Derivative instruments are initially measured at fair value at the date the derivative contract is entered into and are subsequently stated at fair value at each reporting date. The resulting gains or losses are charged to the income statement.

Embedded derivatives

Derivatives embedded in other financial instruments or other host contracts are treated as separate derivatives when their risks and characteristics are not closely related to those of the host contracts and the host contracts are not measured at fair value, with change in fair value recognised in profit or loss.

Financial liabilities and equity instruments issued by the group

Debt and equity instruments are classified as either financial liabilities or as equity instruments in accordance with the substance of the contractual terms of the arrangement.

Debt instruments issued, which carry the right to convert to equity that is dependent on the outcome of uncertainties beyond the control of both the group and the holder, are classified as liabilities except where the possibility of conversion is certain.

Equity instruments

An equity instrument is any contract that evidences a residual interest in the assets of the entity after deducting all of its liabilities. Equity instruments issued by the group are recorded at the proceeds received net of any direct issue costs.

Financial guarantee contract liabilities

A financial guarantee contract requires the issuer to make specified payments to reimburse the holder for a loss it incurs because a specified debtor fails to make payment when due in accordance with the original or modified terms of a debt instrument.
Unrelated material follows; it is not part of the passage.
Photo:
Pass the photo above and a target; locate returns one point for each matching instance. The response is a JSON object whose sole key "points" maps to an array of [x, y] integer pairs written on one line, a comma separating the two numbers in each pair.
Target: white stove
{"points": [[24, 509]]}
Financial guarantee contracts are measured initially at their fair values and are subsequently measured at the higher of:

  • the amount of the obligation under the contract; and
  • the amount initially recognised less, where appropriate, cumulative amortisation.
Financial liabilities

Financial liabilities include interest bearing bank loans and overdrafts and trade and other payables.

Financial liabilities are either classified as:

  • financial liabilities at FVTPL; or
  • other financial liabilities.
Financial liabilities at FVTPL

Financial liabilities are classified as at FVTPL where the financial liability is either held for trading or it is designated as such upon initial recognition.
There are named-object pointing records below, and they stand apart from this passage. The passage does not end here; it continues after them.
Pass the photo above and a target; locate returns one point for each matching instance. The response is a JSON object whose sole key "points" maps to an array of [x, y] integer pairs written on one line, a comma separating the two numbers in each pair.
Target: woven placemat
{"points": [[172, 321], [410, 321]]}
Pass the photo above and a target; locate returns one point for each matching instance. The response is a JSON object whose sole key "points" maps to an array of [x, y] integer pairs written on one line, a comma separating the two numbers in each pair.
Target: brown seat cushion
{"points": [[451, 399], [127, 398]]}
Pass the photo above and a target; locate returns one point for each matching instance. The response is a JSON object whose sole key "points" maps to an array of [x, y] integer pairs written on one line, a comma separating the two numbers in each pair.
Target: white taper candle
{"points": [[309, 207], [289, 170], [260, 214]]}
Financial liabilities at FVTPL are stated at fair value, with any resultant gain or loss recognised in profit or loss. The net gain or loss recognised in profit or loss incorporates any interest paid on the financial liability.

Other financial liabilities

Other financial liabilities, including interest bearing bank loans and overdrafts, are initially measured at fair value, net of transaction costs.

Other financial liabilities are subsequently measured at amortised cost using the effective interest method, with interest expense recognised on an effective yield basis.

Trade and other payables are stated at their nominal value.

Derecognition of financial liabilities

Financial liabilities are derecognised when the liability is extinguished, that is, the obligation specified in the contract is discharged, cancelled or expires.